Ah Mount Elbert. This rotund peak has the unique honor of being not only the highest peak in Colorado, but also the highest peak in the entire Rocky Mountains. For six weeks I had been in the hopelessly flat areas of France, and though I had had a fabulous time, I had been deprived of climbing, and even seeing the mountains, for nearly two months (oh horror). As soon as I stepped of the plane, I called Greg my faithful climbing partner, and we set up this climb for my second day back (which proved to be a big mistake).
We set out early from Denver and were hiking the by 7:00 AM. This was to be my fourth fourteener, but only Greg and Dane’s first, which meant that I would be the most experienced one, and therefore the one in charge. The first mistake of the trip occurred when Greg had already finished his lunch before we even started hiking. Well we set off without too much delay and in a little more than an hour had climbed the nearly two thousand to tree line at just under twelve thousand feet. At this point we were able to see how much mountain we still had above us, and the site scared us a bit. At this point you start to appreciate Elbert as the monarch that it really is, as another climber that we met on the trail remarked to us, “There’s no top, the mountain just keeps on going forever.” We were also starting to get slightly worried by the weather, although what reassured us was that it had been gray all over all day, and that it wasn’t just one isolated thunderstorm.
We took a quick break at tree line, the soak in the view that was unfortunately diminished by the low clouds. We finally continued our slow plod up the northeast ridge of the mountain eventually reaching the first false summit, a small plateau at 12,800 ft. Ahead of us we could see the crux of the climb, which isn’t anything technical but just a steep trail that goes 600 ft. up a gnarly talus slope to another false summit. We stashed some of our excess gear and started up the trail, eventually topping out on milder slopes. At this point we were just below 14,000 ft. but still had five hundred of climbing to go. And that’s the problem with the higher fourteeners. On most fourteeners, you reach 14,000 ft. and nearly to the top, but on this one, we had over four hundred feet to climb above 14,000 ft. We plodded up the milder slopes to a third false summit that was still a hundred yards north of the actual true summit. It was frustrating to get this high to learn we still weren’t there but we scrambled up the final summit ridge, eager to attain the long awaited summit.

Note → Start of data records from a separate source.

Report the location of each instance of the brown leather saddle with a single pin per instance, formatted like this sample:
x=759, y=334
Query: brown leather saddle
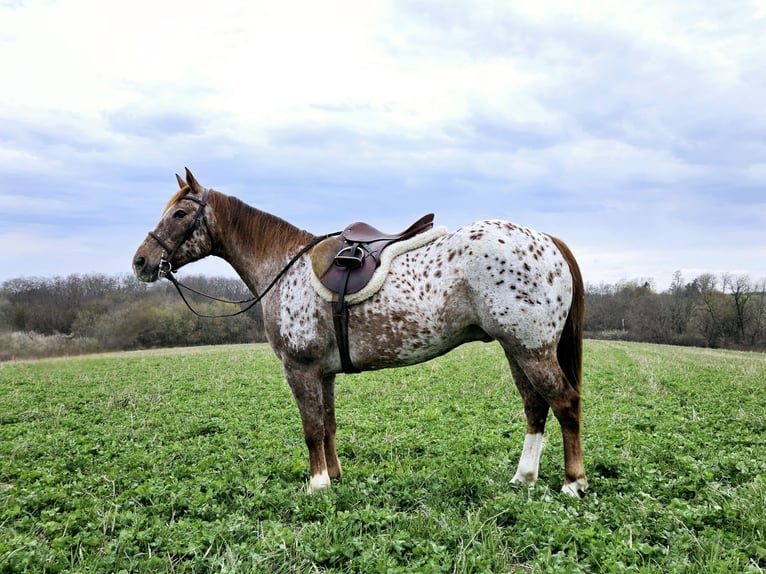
x=355, y=256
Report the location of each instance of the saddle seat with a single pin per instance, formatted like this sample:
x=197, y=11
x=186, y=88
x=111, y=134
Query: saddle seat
x=353, y=267
x=345, y=265
x=361, y=232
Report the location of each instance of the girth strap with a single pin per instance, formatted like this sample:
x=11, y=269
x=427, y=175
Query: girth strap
x=340, y=321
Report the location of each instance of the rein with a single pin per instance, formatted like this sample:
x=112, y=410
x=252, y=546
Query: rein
x=251, y=302
x=166, y=269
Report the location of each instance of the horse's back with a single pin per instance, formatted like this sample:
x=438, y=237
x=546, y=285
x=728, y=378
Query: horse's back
x=521, y=281
x=489, y=279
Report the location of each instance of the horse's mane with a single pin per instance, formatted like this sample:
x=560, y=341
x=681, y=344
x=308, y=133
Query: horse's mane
x=268, y=232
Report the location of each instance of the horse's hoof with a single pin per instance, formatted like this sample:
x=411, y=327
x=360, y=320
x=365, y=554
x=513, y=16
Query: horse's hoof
x=319, y=482
x=575, y=489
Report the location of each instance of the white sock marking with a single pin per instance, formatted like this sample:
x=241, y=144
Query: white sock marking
x=319, y=482
x=529, y=463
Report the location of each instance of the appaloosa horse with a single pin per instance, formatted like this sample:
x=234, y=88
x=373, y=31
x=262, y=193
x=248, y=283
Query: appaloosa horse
x=490, y=280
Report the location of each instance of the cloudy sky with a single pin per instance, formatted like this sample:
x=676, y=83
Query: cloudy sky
x=635, y=131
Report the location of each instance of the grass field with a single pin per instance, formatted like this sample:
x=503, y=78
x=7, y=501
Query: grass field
x=193, y=461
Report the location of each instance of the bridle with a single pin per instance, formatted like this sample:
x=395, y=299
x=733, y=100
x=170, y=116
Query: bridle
x=166, y=268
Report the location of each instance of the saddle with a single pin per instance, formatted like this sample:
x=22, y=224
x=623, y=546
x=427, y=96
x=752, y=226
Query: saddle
x=347, y=264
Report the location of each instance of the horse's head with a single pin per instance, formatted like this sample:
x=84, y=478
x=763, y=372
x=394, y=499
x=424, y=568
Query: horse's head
x=181, y=236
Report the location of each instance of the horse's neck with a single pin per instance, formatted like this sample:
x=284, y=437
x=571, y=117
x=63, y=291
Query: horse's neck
x=255, y=243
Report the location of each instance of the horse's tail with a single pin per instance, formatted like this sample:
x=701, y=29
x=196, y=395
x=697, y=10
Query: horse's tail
x=569, y=351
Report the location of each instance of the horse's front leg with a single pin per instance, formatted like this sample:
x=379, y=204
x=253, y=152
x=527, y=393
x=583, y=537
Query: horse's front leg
x=331, y=456
x=307, y=385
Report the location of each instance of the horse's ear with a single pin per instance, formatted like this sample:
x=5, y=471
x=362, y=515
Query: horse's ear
x=193, y=183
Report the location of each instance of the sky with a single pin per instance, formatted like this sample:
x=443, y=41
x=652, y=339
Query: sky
x=634, y=131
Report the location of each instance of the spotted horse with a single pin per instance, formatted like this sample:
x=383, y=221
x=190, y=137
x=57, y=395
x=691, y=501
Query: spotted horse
x=490, y=280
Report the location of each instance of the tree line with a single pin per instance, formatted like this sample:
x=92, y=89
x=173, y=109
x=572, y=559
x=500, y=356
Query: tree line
x=725, y=311
x=93, y=313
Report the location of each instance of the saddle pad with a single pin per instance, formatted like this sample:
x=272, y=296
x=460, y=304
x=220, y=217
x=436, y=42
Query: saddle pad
x=379, y=277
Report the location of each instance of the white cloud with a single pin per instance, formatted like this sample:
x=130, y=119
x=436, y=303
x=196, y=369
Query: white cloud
x=596, y=120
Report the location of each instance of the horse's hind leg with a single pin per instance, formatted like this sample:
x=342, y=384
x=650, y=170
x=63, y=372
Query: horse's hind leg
x=539, y=376
x=536, y=411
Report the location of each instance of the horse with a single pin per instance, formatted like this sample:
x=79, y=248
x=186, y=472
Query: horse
x=490, y=280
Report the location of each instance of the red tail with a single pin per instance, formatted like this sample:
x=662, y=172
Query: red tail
x=569, y=351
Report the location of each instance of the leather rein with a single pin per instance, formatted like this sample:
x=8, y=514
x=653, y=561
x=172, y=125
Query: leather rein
x=166, y=269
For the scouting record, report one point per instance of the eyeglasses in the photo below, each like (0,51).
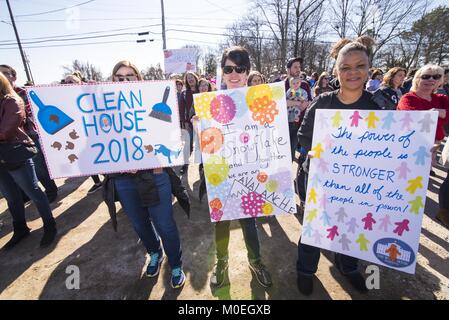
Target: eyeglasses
(238,69)
(128,77)
(430,76)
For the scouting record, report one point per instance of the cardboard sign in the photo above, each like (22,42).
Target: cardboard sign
(245,147)
(108,127)
(180,60)
(367,184)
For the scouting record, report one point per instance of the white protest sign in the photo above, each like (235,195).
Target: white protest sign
(107,127)
(367,184)
(246,152)
(180,60)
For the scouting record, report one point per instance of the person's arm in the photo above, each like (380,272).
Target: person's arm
(12,115)
(305,86)
(305,132)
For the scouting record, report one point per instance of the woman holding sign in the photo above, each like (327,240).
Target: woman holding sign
(235,65)
(423,96)
(352,69)
(146,198)
(18,175)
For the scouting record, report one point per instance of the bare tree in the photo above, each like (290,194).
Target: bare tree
(276,15)
(305,11)
(341,10)
(88,70)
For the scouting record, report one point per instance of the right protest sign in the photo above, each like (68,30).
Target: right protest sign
(367,184)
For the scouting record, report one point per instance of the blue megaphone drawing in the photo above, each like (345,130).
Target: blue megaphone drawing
(51,118)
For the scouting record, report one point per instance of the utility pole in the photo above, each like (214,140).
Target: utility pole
(164,41)
(18,42)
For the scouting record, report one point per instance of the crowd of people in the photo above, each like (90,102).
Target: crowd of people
(146,196)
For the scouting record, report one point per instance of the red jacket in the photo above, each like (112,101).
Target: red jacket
(411,101)
(12,121)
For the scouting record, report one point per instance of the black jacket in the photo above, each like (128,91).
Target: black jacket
(325,101)
(148,192)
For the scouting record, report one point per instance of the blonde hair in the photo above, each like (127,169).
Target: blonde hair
(6,89)
(344,46)
(126,63)
(388,78)
(428,67)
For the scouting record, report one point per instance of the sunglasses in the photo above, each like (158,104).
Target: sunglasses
(238,69)
(128,77)
(430,76)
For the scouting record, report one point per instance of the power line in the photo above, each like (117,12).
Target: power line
(81,38)
(77,44)
(57,10)
(79,34)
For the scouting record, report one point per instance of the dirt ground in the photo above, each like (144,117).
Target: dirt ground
(112,264)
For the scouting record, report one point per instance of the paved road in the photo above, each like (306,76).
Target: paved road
(112,264)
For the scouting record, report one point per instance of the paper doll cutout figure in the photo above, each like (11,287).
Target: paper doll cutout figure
(352,224)
(363,242)
(403,170)
(344,242)
(323,166)
(326,219)
(323,121)
(337,119)
(406,122)
(328,142)
(416,205)
(323,202)
(341,215)
(421,156)
(393,252)
(308,230)
(371,119)
(401,227)
(426,123)
(317,237)
(318,151)
(414,184)
(315,182)
(369,221)
(384,223)
(332,232)
(312,196)
(312,215)
(355,119)
(388,121)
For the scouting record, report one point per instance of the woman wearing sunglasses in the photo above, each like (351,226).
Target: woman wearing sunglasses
(322,85)
(236,65)
(146,198)
(422,96)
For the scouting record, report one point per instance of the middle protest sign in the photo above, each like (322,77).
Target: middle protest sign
(367,184)
(107,127)
(180,60)
(245,147)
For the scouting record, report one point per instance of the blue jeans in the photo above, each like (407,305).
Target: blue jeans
(42,170)
(153,222)
(309,256)
(249,229)
(443,194)
(11,185)
(293,128)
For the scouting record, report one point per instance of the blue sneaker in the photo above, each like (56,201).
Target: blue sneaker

We finally reached the summit at 12:30 nearly five hours after we had first set off. It was on the summit that I finally realized the effect that the high altitude was having on me after six weeks of near sea level. It felt so good to finally be on the summit, and we hunkered down in the shelter to sign the register and chow down. I busted out my sandwiches and offered Greg one of my goos as the only sustenance he’d gotten all day.
On the summit we met another climber who invited us to smoke a bowl with him, telling us that he had accomplished what he had was there to do. Apparently this guy was set on toking up on the summit of every fourteener, and I haven’t checked but I think, he may be the first on do so. We politely declined and watched him walk off the summit as we were laughing to ourselves and wondering about who far down he’d make if he was high.
Unfortunately, because of the low cloud cover, we were only able to catch an occasional glimpse of the surrounding peaks. We did get an occasional good view of La Plata Peak to the south, and the huge looming hulk of Mount Massive to the north. We didn’t linger long on the summit, because I was starting to grow noxious from the altitude, it was cold, an the weather was still a major concern.
We headed down, an nearly unrelenting pace all the way to timberline, pausing only momentarily to collect our stuff that we had stashed. We paused momentarily at treeline to catch our breaths, but the sky started getting very dark and we could hear distant thunder and so we started sprinting down the trail. The sky eventually cleared and the thunder disappeared making the final mile back to the car a much more relaxed and stress-free one, a great ending to a great day.